Tarifa social paulista
Imagem: Divulgação / Sabesp

Marco do saneamento e mudanças contratuais

O processo que culminou na privatização da Sabesp teve início em 2021, em meio à aprovação do novo Marco Legal do Saneamento Básico.

A legislação alterou o modelo de contratos, permitindo maior participação da iniciativa privada na gestão do saneamento público. A Sabesp, que já tinha ações negociadas em bolsa, tinha o controle majoritário (50,3%) nas mãos do governo estadual.

Adesão da capital paulista

O passo decisivo para a concretização da venda foi a aprovação da adesão da cidade de São Paulo ao novo modelo, em 2023, pela Câmara dos Vereadores. Como a capital responde por metade dos negócios da Sabesp, essa decisão tornou o processo mais atrativo para investidores privados.

Venda das ações e perfil dos investidores

Em julho de 2024, 32% das ações da Sabesp foram vendidas por R$ 14,7 bilhões. A Equatorial Participações e Investimentos adquiriu 15%, tornando-se o acionista privado majoritário. Outros 17% foram vendidos a pessoas físicas, jurídicas e funcionários.

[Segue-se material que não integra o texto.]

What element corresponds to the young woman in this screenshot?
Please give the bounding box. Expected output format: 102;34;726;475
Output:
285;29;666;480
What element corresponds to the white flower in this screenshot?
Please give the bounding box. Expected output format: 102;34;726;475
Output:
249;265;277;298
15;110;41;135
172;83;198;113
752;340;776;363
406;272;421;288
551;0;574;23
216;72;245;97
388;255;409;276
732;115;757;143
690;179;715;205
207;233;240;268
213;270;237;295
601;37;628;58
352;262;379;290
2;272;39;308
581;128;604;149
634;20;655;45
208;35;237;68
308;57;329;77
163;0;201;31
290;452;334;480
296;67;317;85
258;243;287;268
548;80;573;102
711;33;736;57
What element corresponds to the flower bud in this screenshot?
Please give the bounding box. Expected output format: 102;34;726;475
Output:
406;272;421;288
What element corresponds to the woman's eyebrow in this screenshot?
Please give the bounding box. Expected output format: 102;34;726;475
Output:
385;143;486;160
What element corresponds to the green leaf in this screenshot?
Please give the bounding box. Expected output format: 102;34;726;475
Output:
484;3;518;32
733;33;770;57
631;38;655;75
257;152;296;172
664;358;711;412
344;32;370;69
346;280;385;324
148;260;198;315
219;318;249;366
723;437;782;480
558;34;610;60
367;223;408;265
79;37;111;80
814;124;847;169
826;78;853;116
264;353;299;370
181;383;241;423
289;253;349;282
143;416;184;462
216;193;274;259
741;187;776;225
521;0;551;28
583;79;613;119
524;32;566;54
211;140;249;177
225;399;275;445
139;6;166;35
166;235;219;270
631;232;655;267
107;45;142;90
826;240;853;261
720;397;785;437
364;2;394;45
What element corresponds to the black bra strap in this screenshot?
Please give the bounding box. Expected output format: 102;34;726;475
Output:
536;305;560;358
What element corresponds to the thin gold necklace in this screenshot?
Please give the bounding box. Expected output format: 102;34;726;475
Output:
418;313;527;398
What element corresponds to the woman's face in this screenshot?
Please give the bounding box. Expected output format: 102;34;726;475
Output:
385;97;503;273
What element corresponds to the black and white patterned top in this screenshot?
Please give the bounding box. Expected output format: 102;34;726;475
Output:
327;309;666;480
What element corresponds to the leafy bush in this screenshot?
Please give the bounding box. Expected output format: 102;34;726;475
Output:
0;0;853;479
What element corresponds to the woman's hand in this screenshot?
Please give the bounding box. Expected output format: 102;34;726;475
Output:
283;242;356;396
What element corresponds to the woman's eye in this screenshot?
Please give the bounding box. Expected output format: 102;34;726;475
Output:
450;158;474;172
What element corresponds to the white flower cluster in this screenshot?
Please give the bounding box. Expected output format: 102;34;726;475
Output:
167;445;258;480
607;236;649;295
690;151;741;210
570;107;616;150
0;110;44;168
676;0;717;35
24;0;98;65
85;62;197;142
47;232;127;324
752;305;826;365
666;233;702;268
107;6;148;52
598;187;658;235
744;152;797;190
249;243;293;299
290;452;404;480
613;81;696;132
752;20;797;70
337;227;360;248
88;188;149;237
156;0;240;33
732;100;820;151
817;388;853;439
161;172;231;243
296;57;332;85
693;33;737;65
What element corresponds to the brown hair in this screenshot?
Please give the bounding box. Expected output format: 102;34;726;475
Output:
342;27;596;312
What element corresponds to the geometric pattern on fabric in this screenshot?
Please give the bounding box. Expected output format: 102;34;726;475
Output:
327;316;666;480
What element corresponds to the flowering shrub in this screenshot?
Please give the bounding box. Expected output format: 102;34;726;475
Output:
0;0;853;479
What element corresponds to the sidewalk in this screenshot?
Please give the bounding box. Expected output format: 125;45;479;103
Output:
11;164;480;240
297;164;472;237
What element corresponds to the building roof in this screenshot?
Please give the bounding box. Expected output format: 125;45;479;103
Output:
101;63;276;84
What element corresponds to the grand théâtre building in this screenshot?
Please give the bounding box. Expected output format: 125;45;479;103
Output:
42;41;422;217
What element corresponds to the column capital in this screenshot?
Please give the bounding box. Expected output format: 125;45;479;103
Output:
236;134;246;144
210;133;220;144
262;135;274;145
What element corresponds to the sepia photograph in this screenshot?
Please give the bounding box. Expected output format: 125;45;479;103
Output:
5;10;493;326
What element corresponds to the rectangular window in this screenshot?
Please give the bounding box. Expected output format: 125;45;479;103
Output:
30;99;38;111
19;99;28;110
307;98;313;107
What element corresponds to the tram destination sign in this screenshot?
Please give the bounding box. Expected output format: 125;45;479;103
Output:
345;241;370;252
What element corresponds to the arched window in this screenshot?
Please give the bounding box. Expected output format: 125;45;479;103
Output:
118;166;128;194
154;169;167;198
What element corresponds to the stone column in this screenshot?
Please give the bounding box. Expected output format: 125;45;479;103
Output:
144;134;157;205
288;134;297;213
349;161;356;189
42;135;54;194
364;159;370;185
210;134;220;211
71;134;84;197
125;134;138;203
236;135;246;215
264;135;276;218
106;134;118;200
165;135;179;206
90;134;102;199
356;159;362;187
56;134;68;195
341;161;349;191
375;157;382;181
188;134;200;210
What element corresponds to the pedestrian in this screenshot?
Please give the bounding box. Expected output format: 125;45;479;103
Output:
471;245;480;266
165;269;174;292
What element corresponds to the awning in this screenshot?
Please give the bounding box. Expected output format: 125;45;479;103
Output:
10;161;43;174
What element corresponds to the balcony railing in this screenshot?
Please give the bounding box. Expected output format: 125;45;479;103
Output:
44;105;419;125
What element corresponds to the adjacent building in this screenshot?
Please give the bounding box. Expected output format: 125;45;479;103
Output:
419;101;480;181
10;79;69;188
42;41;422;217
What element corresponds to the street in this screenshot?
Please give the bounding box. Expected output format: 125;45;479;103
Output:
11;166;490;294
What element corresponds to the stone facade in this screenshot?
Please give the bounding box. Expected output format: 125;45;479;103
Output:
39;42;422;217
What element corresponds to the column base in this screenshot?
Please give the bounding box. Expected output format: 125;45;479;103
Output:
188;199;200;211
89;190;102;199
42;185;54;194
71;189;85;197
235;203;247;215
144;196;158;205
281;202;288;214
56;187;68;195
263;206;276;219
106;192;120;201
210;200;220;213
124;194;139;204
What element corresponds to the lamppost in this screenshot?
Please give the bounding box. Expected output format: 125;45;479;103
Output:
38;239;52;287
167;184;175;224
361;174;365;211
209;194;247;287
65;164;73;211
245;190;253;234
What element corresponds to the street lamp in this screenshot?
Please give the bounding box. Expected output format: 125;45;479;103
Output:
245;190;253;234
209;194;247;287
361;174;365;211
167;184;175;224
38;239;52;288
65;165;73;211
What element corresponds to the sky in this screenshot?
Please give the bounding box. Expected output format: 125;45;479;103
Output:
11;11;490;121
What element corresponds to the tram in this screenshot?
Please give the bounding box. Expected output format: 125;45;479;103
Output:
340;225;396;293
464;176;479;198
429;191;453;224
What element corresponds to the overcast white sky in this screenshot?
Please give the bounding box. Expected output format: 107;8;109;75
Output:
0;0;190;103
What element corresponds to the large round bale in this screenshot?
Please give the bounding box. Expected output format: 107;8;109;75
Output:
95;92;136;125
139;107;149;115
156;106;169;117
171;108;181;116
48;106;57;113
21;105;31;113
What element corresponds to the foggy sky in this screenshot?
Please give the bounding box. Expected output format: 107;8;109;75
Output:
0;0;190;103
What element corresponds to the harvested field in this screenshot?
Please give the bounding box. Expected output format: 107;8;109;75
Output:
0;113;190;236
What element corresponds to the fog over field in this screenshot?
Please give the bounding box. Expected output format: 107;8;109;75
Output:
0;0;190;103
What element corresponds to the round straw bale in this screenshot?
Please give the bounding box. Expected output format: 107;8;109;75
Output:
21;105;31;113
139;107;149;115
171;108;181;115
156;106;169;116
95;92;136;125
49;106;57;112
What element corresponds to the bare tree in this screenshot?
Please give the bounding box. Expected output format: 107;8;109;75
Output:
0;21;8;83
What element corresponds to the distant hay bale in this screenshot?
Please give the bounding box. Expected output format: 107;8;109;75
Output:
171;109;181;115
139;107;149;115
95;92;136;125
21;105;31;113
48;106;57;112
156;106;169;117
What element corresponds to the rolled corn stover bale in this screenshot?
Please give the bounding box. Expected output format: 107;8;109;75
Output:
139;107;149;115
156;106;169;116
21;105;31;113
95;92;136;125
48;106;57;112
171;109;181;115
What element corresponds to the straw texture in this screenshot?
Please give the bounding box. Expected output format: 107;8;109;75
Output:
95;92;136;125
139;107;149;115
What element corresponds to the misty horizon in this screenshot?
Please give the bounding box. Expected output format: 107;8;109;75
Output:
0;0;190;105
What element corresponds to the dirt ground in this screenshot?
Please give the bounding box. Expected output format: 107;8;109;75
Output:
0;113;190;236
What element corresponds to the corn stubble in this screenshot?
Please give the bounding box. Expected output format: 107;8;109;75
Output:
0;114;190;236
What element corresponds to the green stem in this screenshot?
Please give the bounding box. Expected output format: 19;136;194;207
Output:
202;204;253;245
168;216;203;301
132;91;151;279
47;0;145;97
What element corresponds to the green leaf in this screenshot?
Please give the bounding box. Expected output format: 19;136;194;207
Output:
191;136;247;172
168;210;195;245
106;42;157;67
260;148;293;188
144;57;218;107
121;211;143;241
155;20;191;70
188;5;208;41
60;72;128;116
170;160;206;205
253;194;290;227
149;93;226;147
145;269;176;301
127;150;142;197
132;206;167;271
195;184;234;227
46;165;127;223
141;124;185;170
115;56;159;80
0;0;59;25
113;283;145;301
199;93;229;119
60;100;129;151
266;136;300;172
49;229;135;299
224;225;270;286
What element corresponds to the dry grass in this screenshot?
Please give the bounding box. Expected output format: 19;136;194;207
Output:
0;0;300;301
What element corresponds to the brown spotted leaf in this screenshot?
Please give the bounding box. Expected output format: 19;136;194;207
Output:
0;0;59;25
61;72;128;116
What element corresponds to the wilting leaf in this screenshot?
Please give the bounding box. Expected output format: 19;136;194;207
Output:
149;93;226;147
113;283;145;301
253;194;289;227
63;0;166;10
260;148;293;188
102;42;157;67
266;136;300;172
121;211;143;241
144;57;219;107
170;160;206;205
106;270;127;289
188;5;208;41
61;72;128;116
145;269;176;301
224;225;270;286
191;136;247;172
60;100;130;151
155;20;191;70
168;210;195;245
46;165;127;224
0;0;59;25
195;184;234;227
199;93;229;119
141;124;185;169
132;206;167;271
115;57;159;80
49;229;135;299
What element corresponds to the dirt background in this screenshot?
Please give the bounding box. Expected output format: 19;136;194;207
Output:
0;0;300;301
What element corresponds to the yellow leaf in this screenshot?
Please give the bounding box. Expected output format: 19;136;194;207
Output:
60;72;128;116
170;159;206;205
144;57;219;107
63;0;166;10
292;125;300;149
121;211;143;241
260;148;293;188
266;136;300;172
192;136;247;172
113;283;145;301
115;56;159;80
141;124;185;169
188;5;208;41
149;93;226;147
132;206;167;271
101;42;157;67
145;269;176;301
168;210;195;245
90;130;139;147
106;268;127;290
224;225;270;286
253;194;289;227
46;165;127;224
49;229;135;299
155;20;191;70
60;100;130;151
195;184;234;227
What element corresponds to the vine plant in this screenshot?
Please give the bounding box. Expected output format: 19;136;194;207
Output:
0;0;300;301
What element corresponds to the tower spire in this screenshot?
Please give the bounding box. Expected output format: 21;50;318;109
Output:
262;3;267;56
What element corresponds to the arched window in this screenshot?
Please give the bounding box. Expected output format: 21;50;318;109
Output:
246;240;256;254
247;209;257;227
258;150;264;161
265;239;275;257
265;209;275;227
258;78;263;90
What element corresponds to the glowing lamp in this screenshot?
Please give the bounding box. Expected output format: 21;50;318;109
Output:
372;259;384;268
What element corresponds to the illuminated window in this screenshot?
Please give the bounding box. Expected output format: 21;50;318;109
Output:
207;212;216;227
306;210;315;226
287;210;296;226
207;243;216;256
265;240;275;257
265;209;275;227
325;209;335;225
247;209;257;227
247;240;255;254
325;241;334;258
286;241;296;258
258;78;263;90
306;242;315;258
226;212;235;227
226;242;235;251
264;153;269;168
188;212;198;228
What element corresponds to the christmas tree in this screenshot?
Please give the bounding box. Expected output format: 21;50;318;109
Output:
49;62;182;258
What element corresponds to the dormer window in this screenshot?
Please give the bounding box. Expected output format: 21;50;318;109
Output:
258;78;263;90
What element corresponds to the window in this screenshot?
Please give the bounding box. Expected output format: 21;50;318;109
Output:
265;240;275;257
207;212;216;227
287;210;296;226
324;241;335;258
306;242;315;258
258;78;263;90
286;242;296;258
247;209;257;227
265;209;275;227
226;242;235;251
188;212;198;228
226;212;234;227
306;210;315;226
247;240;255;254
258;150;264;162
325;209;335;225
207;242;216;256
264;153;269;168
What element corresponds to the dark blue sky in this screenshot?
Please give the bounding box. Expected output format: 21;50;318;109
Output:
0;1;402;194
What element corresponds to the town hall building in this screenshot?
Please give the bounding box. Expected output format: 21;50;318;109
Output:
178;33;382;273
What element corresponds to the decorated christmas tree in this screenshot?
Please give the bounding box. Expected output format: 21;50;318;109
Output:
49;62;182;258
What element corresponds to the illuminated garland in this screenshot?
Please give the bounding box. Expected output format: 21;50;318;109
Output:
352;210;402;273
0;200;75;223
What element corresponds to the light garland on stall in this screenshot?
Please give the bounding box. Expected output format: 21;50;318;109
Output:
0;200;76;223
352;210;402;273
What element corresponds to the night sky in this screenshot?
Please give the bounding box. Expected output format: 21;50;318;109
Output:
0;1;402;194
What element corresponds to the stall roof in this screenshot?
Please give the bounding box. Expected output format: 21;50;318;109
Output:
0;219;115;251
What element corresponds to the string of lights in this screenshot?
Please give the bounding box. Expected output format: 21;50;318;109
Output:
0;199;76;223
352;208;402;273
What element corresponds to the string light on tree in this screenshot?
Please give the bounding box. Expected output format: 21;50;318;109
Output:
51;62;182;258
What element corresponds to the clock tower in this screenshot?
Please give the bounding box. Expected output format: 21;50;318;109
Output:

O preço da ação na venda foi fixado em R$ 67, abaixo do valor de mercado, que hoje ultrapassa R$ 110.

Impactos para os trabalhadores da Sabesp

Demissões e clima de insegurança

Desde a privatização, a Sabesp reduziu seu quadro em cerca de 10%, com mais de 2 mil demissões confirmadas, sendo 1 mil só no primeiro trimestre de 2025.

O Sindicato dos Trabalhadores em Água, Esgoto e Meio Ambiente do Estado de São Paulo (Sintaema) alerta para um clima de apreensão dentro da empresa.

José Faggian, presidente do sindicato, destaca que muitos trabalhadores aderiram ao Plano de Demissão Voluntária (PDV) pressionados pelas incertezas e pela pressão das chefias.

A preocupação do sindicato é que a perda do controle público reduza a influência do governo nas decisões estratégicas, favorecendo terceirizações e redução salarial.

Riscos à qualidade dos serviços

Com menos funcionários, aumentam os riscos de acidentes e falhas na manutenção. Em 2025, a Sabesp já enfrentou dois grandes vazamentos de esgoto — um próximo à Rodovia Castelo Branco e outro na Represa do Guarapiranga, que abastece a região metropolitana.

O sindicato também critica o plano de universalização até 2029, alertando que comunidades periféricas podem ser excluídas.

Denúncias de aumento abusivo nas tarifas

Após a privatização, começaram a surgir denúncias de aumentos abusivos na conta de água e esgoto, chegando a quintuplicar valores para algumas famílias da Grande São Paulo.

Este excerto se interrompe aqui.